"Thanks for the compliment," she said; "but prudes are born, not made. You don't shoot, you don't hunt, you remember every wasp you have possibly killed. Oh, Tom, I am afraid you are hopeless. Don't laugh. I mean what I say; at least, I think I mean the greater part of it."
"I reserve the less, then," said Tom. "I must go too. So Alice and Haslemere and I will see you to-night?"
"Yes; we'll escape as soon as we can from the dinner. Mind you take some money with you, Jack, for the round game. I must fly," she said again, and took her graceful presence very slowly out of the room.
There was a short silence, broken by Lord Conybeare.

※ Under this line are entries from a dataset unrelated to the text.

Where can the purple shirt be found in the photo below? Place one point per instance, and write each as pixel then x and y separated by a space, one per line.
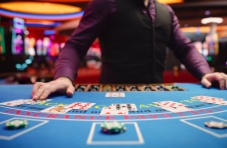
pixel 96 16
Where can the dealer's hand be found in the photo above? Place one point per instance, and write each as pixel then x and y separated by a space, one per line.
pixel 221 78
pixel 41 90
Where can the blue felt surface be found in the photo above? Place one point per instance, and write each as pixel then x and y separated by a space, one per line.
pixel 149 127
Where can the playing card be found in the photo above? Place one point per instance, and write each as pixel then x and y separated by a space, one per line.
pixel 58 109
pixel 127 107
pixel 208 98
pixel 13 103
pixel 169 104
pixel 80 105
pixel 212 100
pixel 106 111
pixel 110 111
pixel 176 109
pixel 32 102
pixel 115 94
pixel 172 106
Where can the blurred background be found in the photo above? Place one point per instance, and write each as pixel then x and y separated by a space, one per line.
pixel 32 33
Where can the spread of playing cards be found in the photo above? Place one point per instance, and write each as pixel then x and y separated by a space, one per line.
pixel 122 116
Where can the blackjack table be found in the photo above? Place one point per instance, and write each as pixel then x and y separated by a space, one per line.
pixel 148 127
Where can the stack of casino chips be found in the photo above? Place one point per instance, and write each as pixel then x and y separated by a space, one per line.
pixel 113 127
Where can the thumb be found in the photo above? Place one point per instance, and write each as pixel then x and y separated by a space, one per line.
pixel 70 91
pixel 206 83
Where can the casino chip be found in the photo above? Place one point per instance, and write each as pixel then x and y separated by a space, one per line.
pixel 15 124
pixel 214 124
pixel 113 127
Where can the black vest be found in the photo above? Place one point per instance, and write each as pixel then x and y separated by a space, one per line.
pixel 134 48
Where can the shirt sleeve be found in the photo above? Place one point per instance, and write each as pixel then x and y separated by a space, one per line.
pixel 185 51
pixel 91 25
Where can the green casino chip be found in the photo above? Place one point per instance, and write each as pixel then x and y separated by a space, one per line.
pixel 13 124
pixel 113 127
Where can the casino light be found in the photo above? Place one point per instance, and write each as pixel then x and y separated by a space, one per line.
pixel 40 11
pixel 208 20
pixel 41 16
pixel 209 58
pixel 171 1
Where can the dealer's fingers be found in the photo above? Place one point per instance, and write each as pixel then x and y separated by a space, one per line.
pixel 44 91
pixel 223 82
pixel 36 87
pixel 70 90
pixel 206 83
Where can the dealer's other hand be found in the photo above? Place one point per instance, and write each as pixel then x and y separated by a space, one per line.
pixel 221 78
pixel 63 85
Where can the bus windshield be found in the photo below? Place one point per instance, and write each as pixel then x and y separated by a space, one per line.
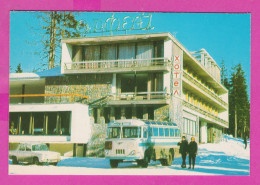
pixel 114 132
pixel 131 132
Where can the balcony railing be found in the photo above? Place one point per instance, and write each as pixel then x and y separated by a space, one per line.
pixel 204 88
pixel 141 96
pixel 117 64
pixel 208 114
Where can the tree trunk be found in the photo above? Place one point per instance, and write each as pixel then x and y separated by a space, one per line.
pixel 235 121
pixel 52 40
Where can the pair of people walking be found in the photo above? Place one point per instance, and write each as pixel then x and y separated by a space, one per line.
pixel 188 148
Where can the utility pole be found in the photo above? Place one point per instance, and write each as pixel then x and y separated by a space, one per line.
pixel 235 121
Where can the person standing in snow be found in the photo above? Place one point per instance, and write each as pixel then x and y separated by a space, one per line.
pixel 183 150
pixel 245 141
pixel 193 148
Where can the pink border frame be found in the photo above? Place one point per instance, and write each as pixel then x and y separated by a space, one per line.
pixel 234 6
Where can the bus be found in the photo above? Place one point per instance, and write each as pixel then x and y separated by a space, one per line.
pixel 134 140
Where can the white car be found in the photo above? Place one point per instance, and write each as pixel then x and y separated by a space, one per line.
pixel 36 153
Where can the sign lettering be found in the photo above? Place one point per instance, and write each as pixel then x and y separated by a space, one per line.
pixel 111 24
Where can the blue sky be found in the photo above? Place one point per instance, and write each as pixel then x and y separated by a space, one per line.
pixel 225 36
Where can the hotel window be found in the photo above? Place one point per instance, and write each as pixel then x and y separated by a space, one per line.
pixel 92 53
pixel 145 51
pixel 171 132
pixel 108 52
pixel 161 132
pixel 155 131
pixel 126 51
pixel 166 131
pixel 77 54
pixel 41 123
pixel 186 96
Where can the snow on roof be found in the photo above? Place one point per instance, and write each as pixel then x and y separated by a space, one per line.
pixel 47 73
pixel 23 75
pixel 50 72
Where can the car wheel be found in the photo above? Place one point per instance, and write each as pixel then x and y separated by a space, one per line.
pixel 114 163
pixel 36 161
pixel 144 162
pixel 14 160
pixel 54 164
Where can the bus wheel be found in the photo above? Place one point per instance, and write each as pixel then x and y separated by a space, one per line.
pixel 14 160
pixel 169 160
pixel 113 163
pixel 144 163
pixel 172 152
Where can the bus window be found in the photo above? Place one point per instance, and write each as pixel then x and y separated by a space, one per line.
pixel 150 132
pixel 161 133
pixel 177 133
pixel 131 132
pixel 166 131
pixel 155 131
pixel 144 132
pixel 114 132
pixel 171 132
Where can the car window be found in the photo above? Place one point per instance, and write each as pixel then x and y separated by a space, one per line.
pixel 39 148
pixel 21 147
pixel 28 148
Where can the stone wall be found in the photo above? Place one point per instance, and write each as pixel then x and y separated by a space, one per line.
pixel 97 142
pixel 95 86
pixel 162 113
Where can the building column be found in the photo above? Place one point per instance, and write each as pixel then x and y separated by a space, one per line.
pixel 145 113
pixel 149 86
pixel 19 124
pixel 203 132
pixel 123 113
pixel 102 116
pixel 113 90
pixel 98 115
pixel 112 114
pixel 134 112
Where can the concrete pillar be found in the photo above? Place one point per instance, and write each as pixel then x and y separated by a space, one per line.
pixel 167 82
pixel 112 114
pixel 203 132
pixel 123 113
pixel 19 124
pixel 145 113
pixel 149 85
pixel 113 90
pixel 102 116
pixel 46 118
pixel 134 112
pixel 98 116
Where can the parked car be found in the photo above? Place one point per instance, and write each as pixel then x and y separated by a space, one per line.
pixel 36 153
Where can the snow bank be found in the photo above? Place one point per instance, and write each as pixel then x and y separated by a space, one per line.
pixel 229 146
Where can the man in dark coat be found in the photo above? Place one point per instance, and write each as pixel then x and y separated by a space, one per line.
pixel 183 150
pixel 245 141
pixel 193 148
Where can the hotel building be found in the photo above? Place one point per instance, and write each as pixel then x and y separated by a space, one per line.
pixel 144 76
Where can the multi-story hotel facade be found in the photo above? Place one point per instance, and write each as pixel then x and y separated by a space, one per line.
pixel 143 76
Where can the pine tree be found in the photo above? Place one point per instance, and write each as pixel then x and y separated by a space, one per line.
pixel 55 26
pixel 224 75
pixel 19 68
pixel 239 107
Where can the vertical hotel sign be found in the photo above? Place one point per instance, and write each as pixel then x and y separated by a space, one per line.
pixel 177 76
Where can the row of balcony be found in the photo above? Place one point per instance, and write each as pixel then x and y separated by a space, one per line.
pixel 204 88
pixel 117 64
pixel 203 112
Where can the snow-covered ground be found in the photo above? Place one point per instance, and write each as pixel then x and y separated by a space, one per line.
pixel 226 158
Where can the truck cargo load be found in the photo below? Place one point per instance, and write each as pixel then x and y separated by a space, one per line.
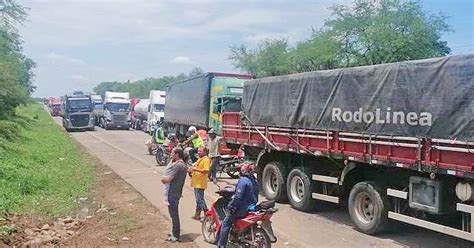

"It is odd how you can tell a man by the hour at which he dines," he said. "Seven is an impossible hour, and the people who dine at seven are as impossible as the hour. People who dine at half-past are those who are trying to dine at eight and cannot manage it. They are also trying not to be impossible, and cannot."
Lady Haslemere got up.
"I once knew a man who dined at ten minutes to eight," she said, "which struck me as extremely curious. He was an archdeacon. I believe all archdeacons dine at ten minutes to eight. And they call it a quarter to, which is even odder."
"I don't know any archdeacons," said Tom, with a touch of wistfulness in his voice. "Introduce me to one to-night, Alice."
"Archdeacons don't come to Berkeley Street," said she.